Example 13 L-glutamic acid succinic acid trisodium salt

In a stirred flask with an internal thermometer and reflux condenser 352 g of water are introduced, 160 g of 50% sodium hydroxide solution are added and therein 169 g monosodium L-glutamate dissolved. The approach is at 60 ° C heated. 100 g of succinic anhydride are added in portions within 3 minutes added. The temperature rises during the addition to 80 ° C. Finally, the mixture is stirred at 60 ° C. for 1 h.

Yield: 781 g of clear aqueous solution.

After 1 H NMR spectroscopic analysis 8 (50 MHz, D₂O) results in Composition of the solution from the evaluation of the integrals of the 2-H glutamic acid (dd, δ = 3.7 ppm) or amide (dd, δ = 4.1 ppm). In this case, an L-glutamate: amide ratio of 7.9: 13.0 obtained. This corresponds to the following product distribution in the solution: 195 g L-glutamic acid succinic acid trisodium salt, 72 g disodium L-glutamate and 61 g disodium succinate.

Example 14 L-glutamic acid maleic acid trisodium salt

The procedure is as in Example 13 with the following amounts of substance: 360 g Water, 160 g 50% sodium hydroxide solution, 169 g monosodium L-glutamate and 98 g maleic anhydride.

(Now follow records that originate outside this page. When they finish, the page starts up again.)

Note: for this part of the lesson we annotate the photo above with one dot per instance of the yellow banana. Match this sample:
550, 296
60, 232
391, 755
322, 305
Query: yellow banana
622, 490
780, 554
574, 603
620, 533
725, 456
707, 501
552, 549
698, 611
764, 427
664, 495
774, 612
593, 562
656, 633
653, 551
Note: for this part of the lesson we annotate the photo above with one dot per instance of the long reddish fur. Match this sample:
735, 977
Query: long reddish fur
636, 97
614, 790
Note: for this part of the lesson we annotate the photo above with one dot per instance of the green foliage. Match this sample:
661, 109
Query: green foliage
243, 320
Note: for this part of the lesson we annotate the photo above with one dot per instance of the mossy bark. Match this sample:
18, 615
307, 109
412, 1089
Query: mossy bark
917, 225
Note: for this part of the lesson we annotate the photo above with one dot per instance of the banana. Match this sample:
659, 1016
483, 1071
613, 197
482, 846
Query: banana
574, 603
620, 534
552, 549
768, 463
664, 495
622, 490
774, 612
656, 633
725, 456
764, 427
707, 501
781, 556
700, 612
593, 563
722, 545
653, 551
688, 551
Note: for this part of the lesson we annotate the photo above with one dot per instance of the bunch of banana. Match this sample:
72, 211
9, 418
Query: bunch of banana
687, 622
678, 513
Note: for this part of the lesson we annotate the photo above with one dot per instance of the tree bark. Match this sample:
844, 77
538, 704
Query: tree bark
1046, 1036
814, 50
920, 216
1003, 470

Yield: 787 g of clear aqueous solution.

The following product distribution results from the signal ratio of 12:21 in the solution: 198 g L-glutamic acid maleinamide trisodium salt, 70 g L-glutamic acid disodium salt and 58 g disodium maleate.

Claims (5)

1. Use of isolated from natural material or biotechnological produced amino acids and / or their succinic acid and / or their maleic acid amides and / or their monocarboxymethylates in acid form or in the form of their alkali metal salts as Bleach stabilizers. 2. Use of naturally or biotechnologically produced Amino acids according to claim 1, characterized, that as amino acids L-glutamic and / or L-aspartic acid be used. 3. Use of naturally or biotechnologically produced Amino acids according to claims 1 or 2, characterized, that the compounds in detergents, the sodium perborate included, used. 4. Use of naturally or biotechnologically produced Amino acids according to claims 1 to 3, characterized, that the concentration in the wash liquor 5-30 mg / l is. 5. Process for commercial textile washing, characterized, that compounds according to claims 1 or 2 of the wash liquor are added and this during a bleaching process Sodium perborate and / or hydrogen peroxide are present.